Mexico’s corruption score remains unchanged on international index

Mexico remains in 124th place out of 180 countries

Any progress in the federal government’s fight against corruption over the past year is not reflected on the 2021 Corruption Perceptions Index (CPI), published by the non-governmental organization Transparency International on Monday.

Mexico’s score and position are both unchanged on the new index, touted as “the most widely-used global corruption ranking in the world.”

It remains in 124th place out of 180 countries with a score of 31 out of 100. Three other countries – Gabon, Niger and Papua New Guinea – share 124th position with Mexico.

A country’s score is the perceived level of public sector corruption on a scale of 0-100, where 0 means highly corrupt and 100 means very clean. Each country’s score is a combination of at least three data sources drawn from 13 different corruption surveys and assessments answered by experts and businesspeople.

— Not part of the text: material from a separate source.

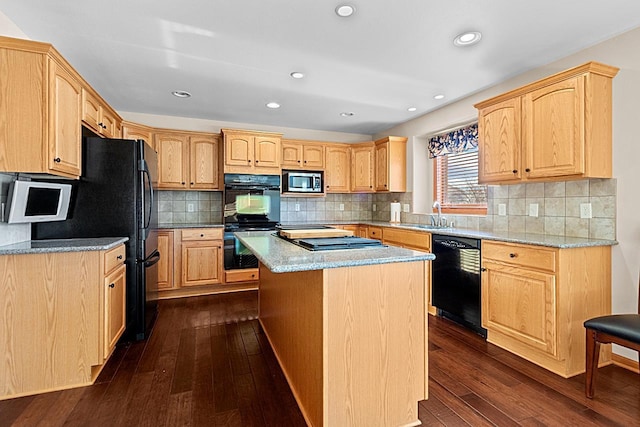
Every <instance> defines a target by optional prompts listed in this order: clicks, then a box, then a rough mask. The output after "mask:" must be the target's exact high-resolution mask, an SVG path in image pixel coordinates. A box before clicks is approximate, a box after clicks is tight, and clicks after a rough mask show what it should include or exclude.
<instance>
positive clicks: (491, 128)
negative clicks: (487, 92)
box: [478, 97, 522, 183]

The data sources, collected by institutions such as the World Bank and the World Economic Forum, cover 10 manifestations of public sector corruption:

  • Bribery
  • Diversion of public funds
  • Officials using their public office for private gain without facing consequences
  • Ability of governments to contain corruption in the public sector
  • Excessive red tape in the public sector which may increase opportunities for corruption
  • Nepotistic appointments in the civil service
  • Laws ensuring that public officials must disclose their finances and potential conflicts of interest
  • Legal protection for people who report cases of bribery and corruption
  • State capture by narrow vested interests
  • Access to information on public affairs/government activities

Mexico’s score rose one point after President López Obrador’s first full year in office – 2019 – and an additional two points on the 2020 CPI before stalling. It is four points below the national high of 35, achieved on the 2015 index when former president Enrique Peña Nieto was in office.

AMLO, as the current president is best known, has made combatting corruption the central priority of his government – and frequently  claims to have made great great strides forward. But three years into his term many analysts say little progress has been made.

In its CPI summary for the Americas, Transparency International said “despite the president’s strong anti-corruption rhetoric, major corruption cases in the country have gone unpunished.”

Former Pemex CEO Emilio Lozoya and ex-cabinet minister Rosario Robles have been accused of corruption, but while both are in preventative custody neither has been convicted of wrongdoing.

“The lack of recovered assets and the growing number of scandals involving close associates of the president partly explain Mexico’s [CPI] result,” Transparency International said.

Lozoya and Robles
Lozoya and Robles: major corruption cases remain unpunished.

Recent scandals have involved former anti-corruption czar Santiago Nieto, Attorney General Alejandro Gertz Manero and López Obrador’s adult sons.

Furthermore, continued Transparency International, “there has been recent criticism over the political and electoral use of the Attorney General’s Office – which, despite its formal autonomy, is not perceived as independent.”

In the Americas, Mexico ranks among the worst countries for corruption, although it is ahead of nations such as Venezuela, Haiti and Nicaragua. Its CPI score is eight points below the regional average of 43, which is unchanged.

Canada ranks first in the region with a score of 74 followed by Uruguay (73), Chile (67) and the United States (67).

Denmark, Finland and New Zealand are equal first on the 2021 CPI with scores of 88, while Norway, Singapore, Sweden, Switzerland, the Netherlands, Luxembourg and Germany also appear in the top 10.

South Sudan ranks last on the index with a score of 11. Somalia and Syria share 178th and second last place with scores of 13.

“Despite commitments on paper, 131 countries have made no significant progress against corruption over the last decade, and this year 27 countries are at a historic low in their CPI score,” Transparency International said.